Down East 2013 ©
As I write this, Charlie is in the den, lying on the couch, with his knee propped up, remote in hand, moaning. He’s in pain, but keeps “forgetting” to take his ibuprofen, so I have to remind him every four hours. I’m trying to muster up a little sympathy, but it’s hard, considering the circumstances.
Open water fishing season started early this year, so Charlie and the boys, Bud, Smitty, Pat, Tommy and Junior (a.k.a. the Husbands of the Women Who Run With the Moose) went up to the old fishing camp that’s been in Smitty’s family for generations. I can’t tell you where it is, because the boys took a “blood oath” never to reveal it’s location, even (or especially) to their wives. So, you get the mentality we’re dealing with here. Goes without saying, there’s no cell phone coverage. Who knows if that’s really true, but that’s their story, and they’re sticking to it.
The boys left late Friday and returned yesterday afternoon: no fish, only injuries. Charlie’s back was all screwed up, Tommy had cut his hand, Bud broke his ankle and Junior’s truck is missing part of it’s muffler. Other than that, they had a great time!
Us girls are trying to piece together the story, but it’s sketchy. That’s because when the boys get together for this sort of outing, they get what we call “duffer brain,” for lack of anything better. You know how bees and ants are of one mind, all linked together so they can get things done? Well, the boys get like that, too. I’m guessing testosterone’s got something to do with it. That and Pabst Blue Ribbon. They’re linked together, alright, but their decision making leaves a little something to be desired.
“Charlie,” I says, “you’re home early. You have a good time?”
“It was different.”
Then I notice he’s walking funny. “Is your back out?”
“Yeah, I pulled it carrying Bud to the truck.”

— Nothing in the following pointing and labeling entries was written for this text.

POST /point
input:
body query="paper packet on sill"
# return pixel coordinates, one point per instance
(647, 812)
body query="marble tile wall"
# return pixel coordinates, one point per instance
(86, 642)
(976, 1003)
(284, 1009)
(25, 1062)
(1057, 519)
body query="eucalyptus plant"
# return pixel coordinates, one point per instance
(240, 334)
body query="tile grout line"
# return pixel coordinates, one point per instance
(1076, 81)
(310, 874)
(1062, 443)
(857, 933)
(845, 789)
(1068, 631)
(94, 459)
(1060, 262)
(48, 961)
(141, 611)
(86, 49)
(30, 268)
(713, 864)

“Oh my God, is he all right?”
“A broken ankle is all.”
“Oh, he got up to take a leak in the night, and fell off the porch.”

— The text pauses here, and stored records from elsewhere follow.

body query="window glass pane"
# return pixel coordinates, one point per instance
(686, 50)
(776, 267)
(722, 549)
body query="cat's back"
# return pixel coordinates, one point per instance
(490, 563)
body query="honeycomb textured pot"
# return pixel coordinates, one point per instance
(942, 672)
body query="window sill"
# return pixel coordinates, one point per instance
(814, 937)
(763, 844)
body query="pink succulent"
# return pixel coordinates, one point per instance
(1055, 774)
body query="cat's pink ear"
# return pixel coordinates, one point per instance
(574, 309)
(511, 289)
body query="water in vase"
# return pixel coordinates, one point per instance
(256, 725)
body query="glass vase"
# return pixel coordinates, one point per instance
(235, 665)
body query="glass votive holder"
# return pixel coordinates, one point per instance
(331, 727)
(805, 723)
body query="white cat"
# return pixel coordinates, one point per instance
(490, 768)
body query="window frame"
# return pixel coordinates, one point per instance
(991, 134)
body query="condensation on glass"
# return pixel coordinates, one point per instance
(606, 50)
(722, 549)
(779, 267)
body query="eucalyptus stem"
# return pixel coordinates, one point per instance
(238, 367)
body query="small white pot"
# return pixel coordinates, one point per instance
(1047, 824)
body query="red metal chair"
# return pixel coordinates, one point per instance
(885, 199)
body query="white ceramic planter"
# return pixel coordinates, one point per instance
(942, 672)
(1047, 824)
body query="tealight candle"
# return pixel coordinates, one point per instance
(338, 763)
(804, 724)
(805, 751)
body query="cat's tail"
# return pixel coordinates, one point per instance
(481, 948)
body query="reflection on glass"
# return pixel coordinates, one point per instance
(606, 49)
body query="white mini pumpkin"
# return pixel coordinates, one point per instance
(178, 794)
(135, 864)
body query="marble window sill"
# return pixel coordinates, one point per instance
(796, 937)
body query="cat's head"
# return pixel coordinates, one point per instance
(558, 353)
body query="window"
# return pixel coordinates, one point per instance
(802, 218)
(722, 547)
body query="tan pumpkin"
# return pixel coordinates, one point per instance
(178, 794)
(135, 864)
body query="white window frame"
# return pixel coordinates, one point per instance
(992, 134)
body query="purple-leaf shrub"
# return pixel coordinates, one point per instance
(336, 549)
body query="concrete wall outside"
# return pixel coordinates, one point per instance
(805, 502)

“Yikes! Didn’t he bring a flashlight out with him?”
“Batteries burned out.”
“I thought you brought extra batteries with you.”
“Too muddy to get the truck up the road. Bottomed out half way up. We got it unstuck, but the muffler broke off. Decided to leave the truck there and haul in the supplies by foot. It was about two miles, so we only brought the essentials.”
“Batteries seem pretty essential to me.”
“Smitty thought he had some up to camp. Anyways, we had to haul in the cooler and the fishing stuff. Could only carry so much.”
“So,” I says, joking around, “you took the beer and left behind the water and the first aid kit, right?” There was a pregnant pause. “You left behind the water and the first aid kit?”
“I told you, we could only carry so much. Had to make some hard decisions.”
And it went downhill from there. Tommy sliced his hand the first morning trying to cut a tangled fishing line. They sterilized it with some whiskey and cut up a tee-shirt to use as a bandage. Charlie seemed proud of this ingenuity. “Sweetheart,” I says, “you don’t get bonus points for solving a problem that arises from sheer stupidity.”
“It wasn’t that big a cut. Just ten stitches.”
“When we brought Bud to the emergency room, they sewed up Tommy’s hand. No big deal. It was starting to get infected, so they give him some antibiotics. And a tetanus shot.”
Charlie said while Bud was getting an x-ray, he and the boys started talking how they’re getting older and might need to make some changes in how they do things. Then duffer brain kicked in with a great idea. “Let’s open up the group to a new member. How about a hot-looking nurse who likes to cook, hunt, fish and ski-do?!”
In your dreams, boys! Oh, it’s time for Charlie’s ibuprofen. Gotta go.
That’s if for now. Catch you on the flip side!